Credit: Nathan Zhao
eSchoolPlusPlus: The Beginning
“The Beginning” is the first of four installments about the administration’s decision to block eSchoolPlusPlus on school servers.
Wayland High School senior Tyler Brient began programming in middle school at the age of 12. He, like many twelve-year-olds at the time, was fascinated with, or rather addicted to, the game of Minecraft. Brient wanted to code a modification, or “Mod,” to the program.
“I got out a big, thick Java reference book and started learning how to code,” Brient said. “I released [the mod], did some small projects on the side and I really took off when I took AP Computer Science in sophomore year.”
In his tenth-grade Advanced Placement Computer Science class, Brient began to make projects on a more regular basis. Last year, Brient continued with the WHS computer science curriculum, taking Honors Applied Computer Science, or HACS, a new class offered to former students in AP Computer Science classes. In HACS, Brient released his first application, the WHS Planner.
“The WHS planner was cool because it was the first thing that I did that was big,” Brient said.
As Brient had to work with ten or so other students on the app, the development of the WHS Planner allowed Brient to experience what it was like to work with others on a collaborative coding project. For him, it was a transformative experience.
“We all came from different backgrounds, and we had to find a way to get everyone to do work and produce a good outcome,” Brient said. “Learning to work with people has definitely been something that I’ve learned through [the] process [of creating the WHS Planner].”
This year, Brient is taking HACS II, a continuation of HACS for previous computer science students. Brient noted that through his time in WHS’ computer science program, he has learned a substantial amount by practicing computer science.
Brient began looking into an alternative to eSchoolPLUS during the first week of school when many of his friends were dissatisfied with the site.
“Everyone was logging into eSchoolPLUS and it wasn’t working. It was painful,” Brient said. “I’m the type of kid who’s a little bit grade-obsessive. I [used to] check iPass constantly, or fairly constantly. So, I didn’t really want to really deal with [issues] every time I checked eSchoolPLUS.”

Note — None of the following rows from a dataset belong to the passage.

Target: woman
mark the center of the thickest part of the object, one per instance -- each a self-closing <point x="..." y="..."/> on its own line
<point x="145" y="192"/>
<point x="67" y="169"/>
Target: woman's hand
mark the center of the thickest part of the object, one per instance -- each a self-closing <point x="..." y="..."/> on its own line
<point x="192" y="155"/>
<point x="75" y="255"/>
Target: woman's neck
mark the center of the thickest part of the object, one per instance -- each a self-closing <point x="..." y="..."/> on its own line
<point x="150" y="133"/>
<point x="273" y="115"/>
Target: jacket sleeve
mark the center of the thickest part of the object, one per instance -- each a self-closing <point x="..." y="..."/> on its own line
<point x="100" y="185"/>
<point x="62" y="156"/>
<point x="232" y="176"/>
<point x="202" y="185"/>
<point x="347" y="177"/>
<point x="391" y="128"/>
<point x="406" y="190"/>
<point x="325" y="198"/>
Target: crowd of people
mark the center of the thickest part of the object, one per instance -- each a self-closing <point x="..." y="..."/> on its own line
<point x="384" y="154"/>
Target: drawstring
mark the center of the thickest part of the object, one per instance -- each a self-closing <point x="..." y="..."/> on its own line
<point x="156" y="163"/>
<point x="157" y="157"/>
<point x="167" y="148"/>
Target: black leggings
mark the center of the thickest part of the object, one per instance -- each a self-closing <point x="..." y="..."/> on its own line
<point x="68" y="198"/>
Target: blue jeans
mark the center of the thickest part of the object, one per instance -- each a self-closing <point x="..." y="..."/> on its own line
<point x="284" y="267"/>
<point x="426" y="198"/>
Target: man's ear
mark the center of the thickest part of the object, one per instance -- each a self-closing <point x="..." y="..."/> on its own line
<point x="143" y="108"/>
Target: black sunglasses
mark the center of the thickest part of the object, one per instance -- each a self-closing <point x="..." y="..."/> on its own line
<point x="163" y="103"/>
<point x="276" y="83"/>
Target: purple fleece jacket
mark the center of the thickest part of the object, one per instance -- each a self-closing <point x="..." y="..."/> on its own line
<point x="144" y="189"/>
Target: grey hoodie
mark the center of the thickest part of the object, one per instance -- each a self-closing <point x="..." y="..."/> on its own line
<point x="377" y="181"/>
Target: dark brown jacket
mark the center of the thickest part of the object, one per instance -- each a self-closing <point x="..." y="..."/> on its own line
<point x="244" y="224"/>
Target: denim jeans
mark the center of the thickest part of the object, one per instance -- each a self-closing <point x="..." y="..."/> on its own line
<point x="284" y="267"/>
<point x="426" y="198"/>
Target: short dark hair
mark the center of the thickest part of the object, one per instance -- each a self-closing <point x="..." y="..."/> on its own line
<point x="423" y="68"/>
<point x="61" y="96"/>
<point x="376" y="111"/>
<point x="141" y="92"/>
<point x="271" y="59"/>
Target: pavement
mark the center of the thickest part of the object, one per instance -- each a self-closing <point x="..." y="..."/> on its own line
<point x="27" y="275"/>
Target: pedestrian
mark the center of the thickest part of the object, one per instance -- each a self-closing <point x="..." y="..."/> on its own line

The major feature that eSchoolPLUS lacked was a grid schedule, the 8×6 grid of classes that WHS students traditionally have used to navigate their way through the eight-day rotation. Although Brient knew that there was a grid schedule feature available on the WHS Planner app, he thought an online version, as iPass had, would be more accessible.
“I liked being able to go on my computer and log in to see the grid schedule, and opening a planner application that’s only on your MacBook, I felt like that was a little bit cumbersome,” Brient said. “I decided to see what I could do, and I made it.”
Thus, on Sunday, Sept. 10, Brient began coding an application that would be his biggest yet. After 12 grueling hours, Brient finished the base application.
“It kind of worked, but there were still some bugs in some places,” Brient said. “It wasn’t hosted or anything like that. At that point, it was just an application on my computer.”
Over the course of the next week, Brient would fix bugs and errors in the program. He would then go through the process of hosting the website on a server.
On Monday, Sept. 18, less than two weeks after school had started, Brient launched eSchoolPlusPlus for public use.